Originally posted by: SystemAdmin
All:
Forgive me if these are "rookie" AIX questions. I'm a 20 year IT vet, spent most of my last 10 years in the Win and Mac OS arenas. I've tinkered with various Unixes over the years, but my knowledge there is thin. My new job is my first exposure to AIX.
We are using AIX 5.3, and in particular, I am currently assigned to a maintain a single application (Arcsight for those who know).
We have a dedicated AIX enviroment just for this application (actually, it's only the backend OEM oracle database for Arcsight.)
The initial problem was that certain services were failing to run. In researching with the vendor, it appears that these services normally are installed in /etc/init.d. In my enviroment /etc/init.d is symlinkd (I believe that is the correcgt term) to /etc/rc.d/init.d .
It is here the trouble begins --- it appears there was/is no /etc/rc.d directory in this enviroment, which caused the inital installation to fail, thus causing other attempted work-arounds by the former owner of this system.
I tried to speak with the in-house AIX guru to try to understand the situation and educate myself. I was trying to ask if in a "vanilla" install of an AIX enviroment these directories would normally exist. Unfortunately, I could not get an answer from him I would consider understandable, as he dismissed the application as being a linux hack into a AIX enviroment. In his written reply he stated:
<QUOTE>
This is typical for Unix servers in the trust group (in this case it is **a different AIX enviroment**):
*13) pwd
/etc/rc.d
*13) ll
total 8
drwxr-xr-x 2 root system 256 Aug 19 2005 init.d
-r-xr--r-- 1 root system 1586 Aug 19 2005 rc
drwxr-xr-x 2 root system 256 Sep 1 2005 rc2.d
drwxr-xr-x 2 root system 256 Aug 19 2005 rc3.d
drwxr-xr-x 2 root system 256 Aug 19 2005 rc4.d
drwxr-xr-x 2 root system 256 Aug 19 2005 rc5.d
drwxr-xr-x 2 root system 256 Aug 19 2005 rc6.d
drwxr-xr-x 2 root system 256 Aug 19 2005 rc7.d
drwxr-xr-x 2 root system 256 Aug 19 2005 rc8.d
drwxr-xr-x 2 root system 256 Aug 19 2005 rc9.d
*13) egrep rc.d ../inittab
l2:2:wait:/etc/rc.d/rc 2
l3:3:wait:/etc/rc.d/rc 3
l4:4:wait:/etc/rc.d/rc 4
l5:5:wait:/etc/rc.d/rc 5
l6:6:wait:/etc/rc.d/rc 6
l7:7:wait:/etc/rc.d/rc 7
l8:8:wait:/etc/rc.d/rc 8
l9:9:wait:/etc/rc.d/rc 9
dt:2:wait:/etc/rc.dt
dtds:2:once:/etc/rc.detectd start >/dev/null 2>&1
*13)\
The standard multi-user startup is run-level 2, so the bolded inittab is executed.

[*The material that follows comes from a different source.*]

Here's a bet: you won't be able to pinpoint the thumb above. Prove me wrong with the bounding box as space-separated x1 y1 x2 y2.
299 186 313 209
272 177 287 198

This is a very non-AIX rc method. The only active rc is rc2.d, and it only contains sshd.
</QUOTE>
(To be clear, in the above, he is referring to a different enviroment.)
I tried pressing further, but could not get much else that I could follow. I believe he was trying to communicate that (at least here), there is no such thing as a "vaniila" AIX enviroment. WHen I asked why, he responded, "Why bother?" Just copy something existing. From his comment then, I gather the enivroment was created similar to the way you would clone a virtual machine in the VMWARE world. And perhaps that enviroment was "trimmed down" or otherwise minimized for some purpose.
So I'm back to my old question, should a standard AIX enviroment have /etc/rc.d/init.d and should /etc/init.d link to it? Is my clunky explanation of how the enviroment was likely created somewhat on target?
Thanks for taking the time to respond.